A imagem atual não possui texto alternativo. O nome do arquivo é: bacen.jpg

O resultado primário do setor público consolidado foi deficitário em R$80,7 bilhões em março, ante superávit de R$3,6 bilhões no mesmo mês de 2025. O Governo Central, os governos regionais e as empresas estatais registraram déficits respectivos de R$74,8 bilhões, R$5,4 bilhões e R$0,5 bilhão. Em doze meses, o setor público consolidado acumulou déficit de R$137,1 bilhões, equivalente a 1,06% do PIB, 0,65 ponto percentual do PIB superior ao déficit acumulado até fevereiro.

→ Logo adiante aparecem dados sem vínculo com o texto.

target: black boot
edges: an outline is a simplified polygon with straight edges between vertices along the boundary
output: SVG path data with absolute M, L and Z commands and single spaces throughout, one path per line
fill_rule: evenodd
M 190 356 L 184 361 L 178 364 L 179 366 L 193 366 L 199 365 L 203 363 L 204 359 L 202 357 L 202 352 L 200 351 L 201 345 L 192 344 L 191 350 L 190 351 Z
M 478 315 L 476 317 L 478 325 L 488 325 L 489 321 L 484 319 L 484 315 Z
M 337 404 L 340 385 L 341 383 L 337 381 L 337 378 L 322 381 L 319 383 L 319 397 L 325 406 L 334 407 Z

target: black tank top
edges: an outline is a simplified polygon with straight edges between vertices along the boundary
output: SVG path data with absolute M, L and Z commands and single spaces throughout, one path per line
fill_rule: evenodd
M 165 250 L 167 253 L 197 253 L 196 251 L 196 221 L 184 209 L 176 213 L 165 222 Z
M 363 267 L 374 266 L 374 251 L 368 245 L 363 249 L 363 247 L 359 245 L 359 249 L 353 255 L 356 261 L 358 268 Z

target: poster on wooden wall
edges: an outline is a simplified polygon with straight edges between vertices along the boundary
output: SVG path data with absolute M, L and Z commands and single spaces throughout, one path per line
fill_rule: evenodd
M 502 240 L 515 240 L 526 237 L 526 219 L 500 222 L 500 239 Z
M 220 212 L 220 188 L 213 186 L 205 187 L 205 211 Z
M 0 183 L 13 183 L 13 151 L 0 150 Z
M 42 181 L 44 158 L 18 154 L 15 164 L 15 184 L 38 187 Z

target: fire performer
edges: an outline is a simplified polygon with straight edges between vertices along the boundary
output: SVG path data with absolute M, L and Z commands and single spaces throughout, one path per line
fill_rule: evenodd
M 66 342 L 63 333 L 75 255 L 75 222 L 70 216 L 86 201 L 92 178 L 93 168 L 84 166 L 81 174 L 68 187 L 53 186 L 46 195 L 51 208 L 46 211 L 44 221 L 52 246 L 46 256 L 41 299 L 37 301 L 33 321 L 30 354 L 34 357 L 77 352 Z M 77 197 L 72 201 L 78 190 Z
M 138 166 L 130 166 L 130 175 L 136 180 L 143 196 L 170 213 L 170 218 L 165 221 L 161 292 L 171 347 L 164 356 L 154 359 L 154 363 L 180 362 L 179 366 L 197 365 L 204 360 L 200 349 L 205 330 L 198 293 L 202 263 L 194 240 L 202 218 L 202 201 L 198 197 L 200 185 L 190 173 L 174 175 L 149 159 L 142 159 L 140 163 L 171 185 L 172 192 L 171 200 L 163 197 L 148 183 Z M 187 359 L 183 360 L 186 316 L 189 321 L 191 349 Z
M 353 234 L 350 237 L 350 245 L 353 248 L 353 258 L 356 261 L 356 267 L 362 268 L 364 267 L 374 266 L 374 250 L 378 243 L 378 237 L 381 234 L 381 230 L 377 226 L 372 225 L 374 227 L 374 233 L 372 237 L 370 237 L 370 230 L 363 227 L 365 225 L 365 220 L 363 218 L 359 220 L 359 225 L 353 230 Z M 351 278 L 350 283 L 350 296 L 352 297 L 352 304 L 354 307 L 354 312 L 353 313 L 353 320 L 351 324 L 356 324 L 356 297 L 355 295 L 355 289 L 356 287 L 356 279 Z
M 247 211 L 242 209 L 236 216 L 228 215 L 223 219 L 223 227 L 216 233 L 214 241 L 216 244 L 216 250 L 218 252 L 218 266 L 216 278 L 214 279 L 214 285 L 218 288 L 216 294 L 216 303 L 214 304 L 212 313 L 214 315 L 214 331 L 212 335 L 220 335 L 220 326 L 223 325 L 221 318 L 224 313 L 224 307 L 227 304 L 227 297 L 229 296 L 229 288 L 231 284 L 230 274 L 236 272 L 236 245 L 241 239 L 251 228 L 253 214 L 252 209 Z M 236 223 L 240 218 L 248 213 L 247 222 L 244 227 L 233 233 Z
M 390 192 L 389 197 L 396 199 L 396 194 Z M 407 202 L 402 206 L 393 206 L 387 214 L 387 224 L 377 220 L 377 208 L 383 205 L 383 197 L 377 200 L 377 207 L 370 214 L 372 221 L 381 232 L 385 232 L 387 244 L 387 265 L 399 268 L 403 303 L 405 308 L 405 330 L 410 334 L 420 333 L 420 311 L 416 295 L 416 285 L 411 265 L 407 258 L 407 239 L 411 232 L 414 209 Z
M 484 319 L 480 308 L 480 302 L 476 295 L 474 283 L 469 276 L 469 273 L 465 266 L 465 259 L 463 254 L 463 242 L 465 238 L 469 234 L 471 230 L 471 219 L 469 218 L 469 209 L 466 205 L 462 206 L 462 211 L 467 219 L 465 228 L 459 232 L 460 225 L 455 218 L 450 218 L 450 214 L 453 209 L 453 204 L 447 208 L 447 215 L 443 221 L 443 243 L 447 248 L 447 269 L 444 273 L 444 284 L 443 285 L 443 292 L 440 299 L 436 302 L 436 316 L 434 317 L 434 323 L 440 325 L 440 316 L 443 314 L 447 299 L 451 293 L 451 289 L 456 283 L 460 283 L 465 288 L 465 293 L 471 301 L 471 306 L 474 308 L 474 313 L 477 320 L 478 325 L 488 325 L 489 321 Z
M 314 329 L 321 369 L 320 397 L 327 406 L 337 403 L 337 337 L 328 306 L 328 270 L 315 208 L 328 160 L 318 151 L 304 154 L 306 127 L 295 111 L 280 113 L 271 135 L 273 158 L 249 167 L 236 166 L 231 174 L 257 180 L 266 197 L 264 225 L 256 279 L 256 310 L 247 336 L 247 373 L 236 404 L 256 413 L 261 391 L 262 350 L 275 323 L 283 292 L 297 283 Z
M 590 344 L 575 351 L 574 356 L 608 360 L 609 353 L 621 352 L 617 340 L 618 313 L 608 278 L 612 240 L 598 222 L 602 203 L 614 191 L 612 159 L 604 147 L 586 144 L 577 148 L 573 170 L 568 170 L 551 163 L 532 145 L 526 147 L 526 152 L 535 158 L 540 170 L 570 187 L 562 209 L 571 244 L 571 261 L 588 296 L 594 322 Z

Os juros nominais do setor público consolidado, apropriados por competência, somaram R$118,9 bilhões em março de 2026, comparativamente a R$75,2 bilhões em março de 2025. Contribuíram para essa evolução o maior número de dias úteis em março deste ano, o aumento da dívida líquida no período e o resultado das operações de swap cambial (ganho de R$9,9 bilhões em março de 2025 e perda de R$6,5 bilhões em março de 2026). No acumulado em doze meses até março, os juros nominais alcançaram R$1.080,4 bilhões (8,35% do PIB), comparativamente a R$935,0 bilhões (7,77% do PIB) nos doze meses até março de 2025.

O resultado nominal do setor público consolidado, que inclui o resultado primário e os juros nominais apropriados, foi deficitário em R$199,5 bilhões em março. No acumulado em doze meses, o déficit nominal alcançou R$1.217,5 bilhões (9,41% do PIB), elevando-se 0,94 p.p. do PIB em relação ao mês anterior.

ENDIVIDAMENTO

A Dívida Líquida do Setor Público (DLSP) atingiu 66,8% do PIB (R$8,6 trilhões) em março, elevando-se 1,3 p.p. do PIB no mês. Esse resultado refletiu, sobretudo, os impactos dos juros nominais apropriados (+0,9 p.p.), do déficit primário (+0,6 p.p.), dos demais ajustes da dívida externa líquida (+0,3 p.p.), da desvalorização cambial de 1,4% no mês (-0,1 p.p.) e do efeito da variação do PIB nominal (-0,4 p.p.). No ano, a DLSP cresceu 1,6 p.p. do PIB, refletindo, em especial, os impactos dos juros nominais (+2,1 p.p.), do efeito da valorização cambial acumulada de 5,1% (+0,6 p.p.), do superávit primário acumulado (-0,1 p.p.) e do crescimento do PIB nominal (-1,0 p.p.).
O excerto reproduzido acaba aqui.